The most newsworthy claim in Genesis Molecular AI's paper on its new protein-ligand cofolding model isn't that it beats AlphaFold 3 on a benchmark. It's the founders' own accusation that the benchmark it won is broken.
In a Latent Space podcast this week, Genesis co-founder Evan Feinberg and CTO Sergey Edunov argued that the community benchmarks for molecular structure prediction are essentially calling AI slop good enough. That line, dropped in the same breath as the model release, is the more durable story, and it cuts against the product pitch Genesis is also selling.
Pearl, short for "Placing Every Atom in the Right Location," is a diffusion-based foundation model for predicting the 3D shape a small drug-like molecule will adopt when it docks with a protein. That docking pose is one of the central questions in early-stage drug discovery: get the geometry right and a medicinal chemist has somewhere to start. Get it wrong and everything downstream, from synthesis to assays to animal work, is wasted.
Genesis's claim, per the company's announcement and the arXiv paper it published with NVIDIA researchers, is that Pearl is the first model to clearly surpass AlphaFold 3 on protein-ligand complex prediction, by modeling the protein's flexibility rather than treating the binding pocket as rigid. That pedigree, AlphaFold 3 plus NVIDIA coauthorship, is the headline most outlets will write. It's also the headline Genesis wants.

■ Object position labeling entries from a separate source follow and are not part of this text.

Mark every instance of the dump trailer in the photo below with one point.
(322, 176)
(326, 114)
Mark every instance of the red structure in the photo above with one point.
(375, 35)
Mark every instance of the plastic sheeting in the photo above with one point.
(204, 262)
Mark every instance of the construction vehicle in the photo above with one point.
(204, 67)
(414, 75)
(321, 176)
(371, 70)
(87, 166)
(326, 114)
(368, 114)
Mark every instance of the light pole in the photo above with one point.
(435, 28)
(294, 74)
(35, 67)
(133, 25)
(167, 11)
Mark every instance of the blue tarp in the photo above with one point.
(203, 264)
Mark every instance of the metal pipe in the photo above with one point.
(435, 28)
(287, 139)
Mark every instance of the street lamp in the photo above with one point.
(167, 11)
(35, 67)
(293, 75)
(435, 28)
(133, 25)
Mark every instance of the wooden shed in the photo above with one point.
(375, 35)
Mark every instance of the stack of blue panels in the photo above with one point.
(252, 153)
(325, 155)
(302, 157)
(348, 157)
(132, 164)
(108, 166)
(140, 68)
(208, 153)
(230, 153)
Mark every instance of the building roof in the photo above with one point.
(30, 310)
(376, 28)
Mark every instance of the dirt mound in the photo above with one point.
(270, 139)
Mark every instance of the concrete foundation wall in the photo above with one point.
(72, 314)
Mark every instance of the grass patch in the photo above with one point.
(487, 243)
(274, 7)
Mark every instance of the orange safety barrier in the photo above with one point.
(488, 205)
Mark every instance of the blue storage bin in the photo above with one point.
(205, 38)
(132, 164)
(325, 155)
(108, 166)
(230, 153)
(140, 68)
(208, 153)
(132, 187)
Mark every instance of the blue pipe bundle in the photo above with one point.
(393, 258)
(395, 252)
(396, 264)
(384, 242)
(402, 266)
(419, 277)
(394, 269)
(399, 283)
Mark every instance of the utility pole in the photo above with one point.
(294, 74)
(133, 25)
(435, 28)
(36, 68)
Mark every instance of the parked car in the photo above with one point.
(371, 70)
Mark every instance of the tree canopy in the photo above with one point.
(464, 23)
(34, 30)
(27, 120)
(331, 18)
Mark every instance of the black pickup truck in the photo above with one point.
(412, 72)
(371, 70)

What's more interesting is that Feinberg and Edunov, in the same conversation, argue the benchmark Pearl just won doesn't measure what the field claims it measures. The implicit argument: if the leaderboard rewards models for being "good enough" on easy cases, then topping the leaderboard clears a low bar, not a high one. The substantive win is whether a model can predict poses robust enough to drive real discovery workflows, including synthesis decisions, candidate ranking, and prioritization for experimental testing.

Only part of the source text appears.